Softboxes produce one light quality while reflectors or umbrellas produce another quality of light, though all three can give you the same amount of light output necessary for the same lens aperture setting in creating an image. You have to decide what light quality you are trying to achieve for your photographic style.

Let’s think about our environment for a second, the sun, which is bigger than the Earth, is millions of miles away, but it is our primary light source—without the sun, we’d have darkness and death. Because the sun is so far away from the Earth, on a bright sunny day, the sun appears small in the sky. In essence it’s a small, specular light that creates harsh shadows and hard lighting. When the clouds roll in they act like the front diffusion panel of a softbox, in addition, the clouds are closer and larger in proportion to our size on Earth, thus the light becomes softer with lower contrast.

California Sunbounce Reflector, Maui Photography Workshop

California Sunbounce makes reflectors in many sizes, this one being used at our Maui photography workshop mimics the size of a medium softbox. The quality of reflected light is different than the quality of direct light from a softbox, though both are flattering to your subject.

Speaking about the outdoors, umbrellas are great when it rains outside, but they will bring bad luck if opened inside. In photography, umbrellas scatter light all over the place and I rarely use them unless I want to illuminate a background. I like to control the light that hits my subject and it’s much easier with softboxes than an umbrella. Softboxes will give you further control when you add a honeycomb, or egg-crate fabric grid on the front of the box.

Most photographers do not light with gridded softboxes because of economics, as grids for softboxes are about as expensive as the softbox itself—but if you can afford them and are about total light control, I recommend them. Grids also narrow the light path, hence slightly increasing the contrast and creating more defined shadows plus produce great catch-lights in your subject’s eyes.

There are many other light modifiers that change the quality of light, even homemade modifiers, but when it comes to someone entering photography for the first time my advice is still the same, one great lens, one great light, but part of that light should include a great medium softbox and my favorite is the Chimera Medium Super Pro as part of the softboxes in my photography gear box.

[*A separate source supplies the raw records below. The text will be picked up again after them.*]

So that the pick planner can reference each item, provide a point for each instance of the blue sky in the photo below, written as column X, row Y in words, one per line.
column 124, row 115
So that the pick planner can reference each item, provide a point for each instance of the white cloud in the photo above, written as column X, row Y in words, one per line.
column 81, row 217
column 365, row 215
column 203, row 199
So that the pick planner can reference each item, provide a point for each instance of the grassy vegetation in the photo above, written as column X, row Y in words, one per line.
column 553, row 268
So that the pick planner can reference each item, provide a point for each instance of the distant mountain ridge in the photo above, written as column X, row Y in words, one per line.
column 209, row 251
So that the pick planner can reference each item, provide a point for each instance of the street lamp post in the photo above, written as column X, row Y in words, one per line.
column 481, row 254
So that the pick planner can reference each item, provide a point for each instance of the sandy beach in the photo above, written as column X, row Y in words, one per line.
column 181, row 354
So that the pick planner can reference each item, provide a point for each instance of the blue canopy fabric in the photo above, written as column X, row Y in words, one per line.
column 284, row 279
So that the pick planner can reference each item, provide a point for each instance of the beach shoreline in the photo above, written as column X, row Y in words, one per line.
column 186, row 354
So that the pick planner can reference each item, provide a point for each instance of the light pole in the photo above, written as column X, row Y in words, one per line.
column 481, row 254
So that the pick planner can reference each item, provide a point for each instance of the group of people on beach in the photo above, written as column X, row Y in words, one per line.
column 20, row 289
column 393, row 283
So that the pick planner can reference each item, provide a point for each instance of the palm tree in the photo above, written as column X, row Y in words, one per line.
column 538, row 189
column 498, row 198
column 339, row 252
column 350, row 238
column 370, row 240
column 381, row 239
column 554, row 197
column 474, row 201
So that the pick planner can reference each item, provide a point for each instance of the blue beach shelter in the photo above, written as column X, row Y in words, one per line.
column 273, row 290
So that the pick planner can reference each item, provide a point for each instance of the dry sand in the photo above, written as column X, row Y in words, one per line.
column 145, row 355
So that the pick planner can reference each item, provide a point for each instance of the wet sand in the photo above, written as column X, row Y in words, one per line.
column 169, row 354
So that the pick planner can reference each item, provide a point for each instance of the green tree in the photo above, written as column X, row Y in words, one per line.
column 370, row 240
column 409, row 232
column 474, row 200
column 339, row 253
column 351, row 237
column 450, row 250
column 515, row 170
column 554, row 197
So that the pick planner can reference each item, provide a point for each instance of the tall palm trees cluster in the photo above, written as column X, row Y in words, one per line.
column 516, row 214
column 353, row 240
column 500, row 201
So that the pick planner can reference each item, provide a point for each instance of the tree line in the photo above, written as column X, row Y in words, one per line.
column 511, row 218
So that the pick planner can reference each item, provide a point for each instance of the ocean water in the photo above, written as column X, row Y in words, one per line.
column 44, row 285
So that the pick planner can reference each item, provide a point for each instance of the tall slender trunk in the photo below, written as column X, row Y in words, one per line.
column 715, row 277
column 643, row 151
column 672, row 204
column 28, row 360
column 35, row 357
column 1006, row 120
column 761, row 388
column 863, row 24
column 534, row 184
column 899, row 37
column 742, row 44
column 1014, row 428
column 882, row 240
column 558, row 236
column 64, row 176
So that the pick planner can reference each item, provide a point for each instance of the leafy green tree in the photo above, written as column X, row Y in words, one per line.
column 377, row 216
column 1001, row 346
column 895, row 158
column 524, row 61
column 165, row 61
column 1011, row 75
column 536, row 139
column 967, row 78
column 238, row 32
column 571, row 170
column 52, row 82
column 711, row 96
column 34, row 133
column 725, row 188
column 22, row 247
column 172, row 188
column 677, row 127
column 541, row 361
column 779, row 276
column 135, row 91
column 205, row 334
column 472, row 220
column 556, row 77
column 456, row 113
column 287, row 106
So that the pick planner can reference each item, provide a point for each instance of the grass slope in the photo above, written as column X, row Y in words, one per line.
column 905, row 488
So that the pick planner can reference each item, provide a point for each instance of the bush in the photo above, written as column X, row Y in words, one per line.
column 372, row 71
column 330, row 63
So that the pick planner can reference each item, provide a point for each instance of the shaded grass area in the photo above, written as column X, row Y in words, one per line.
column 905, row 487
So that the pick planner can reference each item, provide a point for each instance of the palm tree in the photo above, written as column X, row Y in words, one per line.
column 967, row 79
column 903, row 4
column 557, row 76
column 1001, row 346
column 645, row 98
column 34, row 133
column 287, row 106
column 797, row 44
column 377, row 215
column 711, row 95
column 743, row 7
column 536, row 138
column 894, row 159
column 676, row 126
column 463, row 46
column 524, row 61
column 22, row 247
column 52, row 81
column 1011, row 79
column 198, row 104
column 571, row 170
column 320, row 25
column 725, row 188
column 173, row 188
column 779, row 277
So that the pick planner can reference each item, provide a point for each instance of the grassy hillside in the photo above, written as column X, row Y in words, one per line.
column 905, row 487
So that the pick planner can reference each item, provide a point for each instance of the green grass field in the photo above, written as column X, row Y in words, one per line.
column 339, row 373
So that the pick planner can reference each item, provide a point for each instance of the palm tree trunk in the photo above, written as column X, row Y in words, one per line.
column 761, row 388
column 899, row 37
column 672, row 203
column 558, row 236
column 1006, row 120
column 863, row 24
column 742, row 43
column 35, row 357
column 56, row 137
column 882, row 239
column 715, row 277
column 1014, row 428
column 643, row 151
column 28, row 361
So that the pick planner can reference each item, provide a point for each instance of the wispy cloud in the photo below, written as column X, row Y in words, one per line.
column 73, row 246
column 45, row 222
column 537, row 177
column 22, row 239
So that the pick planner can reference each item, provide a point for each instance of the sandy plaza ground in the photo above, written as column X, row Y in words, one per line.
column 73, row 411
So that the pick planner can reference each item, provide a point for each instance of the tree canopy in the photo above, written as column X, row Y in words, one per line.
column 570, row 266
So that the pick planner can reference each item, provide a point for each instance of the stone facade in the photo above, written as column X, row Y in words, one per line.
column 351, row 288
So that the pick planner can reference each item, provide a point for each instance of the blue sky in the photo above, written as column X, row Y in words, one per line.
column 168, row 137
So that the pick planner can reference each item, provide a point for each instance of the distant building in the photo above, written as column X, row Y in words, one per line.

I can’t stress the importance of light to a photo and I stand by my original saying, “light is to an image what blood is to your body and without it there is no life.” While I’m not in the medical field, I really don’t think that blood comes in grade A, B, or C, but lighting and light modifiers do come in various quality grades, and if you take your photography serious, you won’t settle for less than top-grade lights and light modifiers. With that I close, and as always, please don’t forget the men and women who serve proudly to protect our freedoms, God Bless them, their families and friends, Rolando.